Vote diligent Duffy for a fairer GAA
On this week, the most important of his tenure, he could be forgiven for feeling that he’s been here before.
The burnout and club fixtures paper he presented to Congress in Tullow this Saturday is not all that far removed from what he put in front of delegates at Special Congress in January 2008.
Then the GAA player welfare manager, he warned of “the emergence of a training-based, rather than a playing-based culture within games, the effect of which has been to discourage players from getting involved in the GAA”.
Duffy also mentioned the discord at club level: “Many club players and officials are of the view that the balance between club and inter-county fixtures has, in fact, become a serious imbalance that favours inter-county competition to the detriment of the club game.”
Eight years on and the same malaise continues to corrode the GAA. That ain’t on for Duffy. He led the horse to water. If he’s been guilty of anything, it’s been a lack of executive power but then that’s down to the brief he was given. For too long he has had to rely on the goodwill of county boards to rein in their managers and insist that they release unused county players for club games and abide by the training restrictions in November and December.
The self-interests of such parties are rightly challenged by the proposals in Duffy’s latest discussion paper as he sets out new competition, schedule and squad parameters.
In 2008, he proposed the minor and U21 inter-county championships be replaced by an U19 grade for two years. It was defeated but the prospects of his plans to reduce the minor grade at inter-county level from U18 to U17 are good. They make a whole lot of sense too, particularly given the pressures adolescents face juggling their football and hurling commitments with final secondary school examinations.
Replacing the U21 All-Ireland football championship with an U20 development championship that would run concurrently with the senior competition has a fair chance of passing although it’s scary to think Duffy initially wanted a platform between minor and senior scrapped entirely.

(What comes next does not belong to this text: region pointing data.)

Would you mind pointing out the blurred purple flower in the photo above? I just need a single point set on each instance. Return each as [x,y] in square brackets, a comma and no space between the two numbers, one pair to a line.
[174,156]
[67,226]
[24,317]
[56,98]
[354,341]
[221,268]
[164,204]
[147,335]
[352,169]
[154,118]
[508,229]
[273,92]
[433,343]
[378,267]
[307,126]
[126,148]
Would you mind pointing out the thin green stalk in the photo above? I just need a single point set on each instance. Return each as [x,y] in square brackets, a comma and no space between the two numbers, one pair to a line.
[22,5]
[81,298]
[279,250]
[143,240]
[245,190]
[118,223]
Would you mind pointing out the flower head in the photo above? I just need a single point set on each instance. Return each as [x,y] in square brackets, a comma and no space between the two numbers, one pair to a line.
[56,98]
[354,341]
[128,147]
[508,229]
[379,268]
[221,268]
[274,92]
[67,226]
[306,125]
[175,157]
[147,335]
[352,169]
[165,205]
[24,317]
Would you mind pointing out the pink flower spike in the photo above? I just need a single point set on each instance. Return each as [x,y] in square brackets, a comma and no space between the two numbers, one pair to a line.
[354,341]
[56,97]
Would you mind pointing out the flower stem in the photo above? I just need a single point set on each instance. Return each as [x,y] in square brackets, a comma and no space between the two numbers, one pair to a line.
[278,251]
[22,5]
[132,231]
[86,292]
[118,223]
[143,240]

Eight years ago, Duffy succeeded in having a motion passed that attached the facility of extra-time to all championship matches up to provincial and All-Ireland semi-finals. That was later changed by Congress in 2011 as provincial councils felt the impact in their pockets but was amended again and now the motion pertains to the facility of two extra 10-minutes periods to all SFC and SHC games bar provincial and All-Ireland finals.
Clubs will be given more certainty about the inter-county championship calendar. It’s a move provincial councils are wary of but outside of Munster and Ulster the days of money-spinning replays (apart from finals) have become a thing of the past.
Duffy also hopes clubs can benefit from more access to their best players. In 2008, his call for the limitation of match panels to 30 for championship and 24 for the league was backed. Now he wants any player not chosen in 26-man league and championship match-day panels to be made available to their clubs.
In 2008, Duffy convinced delegates to back the idea of All-Ireland quarter-finals being completed by the August Bank Holiday, which again has been changed slightly in the football championship to incorporate a more streamlined qualifier system. He has now brought that scheduling plan on further by calling for each of the All-Ireland finals to be brought forward by two weeks. It’s a vital component of the proposed calendar year, which he hopes to see through at Central Council in the coming months.
The parallels between 2008 and now continue in the measures Duffy will bring to Central Council. In ’08, his recommendation that the National League be completed over eight weekends was endorsed. That was again altered with the introduction of Division 1 semi-finals in football but he is now recommending they be scrapped and proposes to increase the number of two-code league weekends.
The implementation of the calendar year would cap his efforts in the areas of player and club welfare.,but this week will go a long way to cementing his legacy as Ard Stiúrthóir. He won’t look at it that way but making the GAA a fairer organisation would be a fitting if not the most fitting homage to his term of office thus far.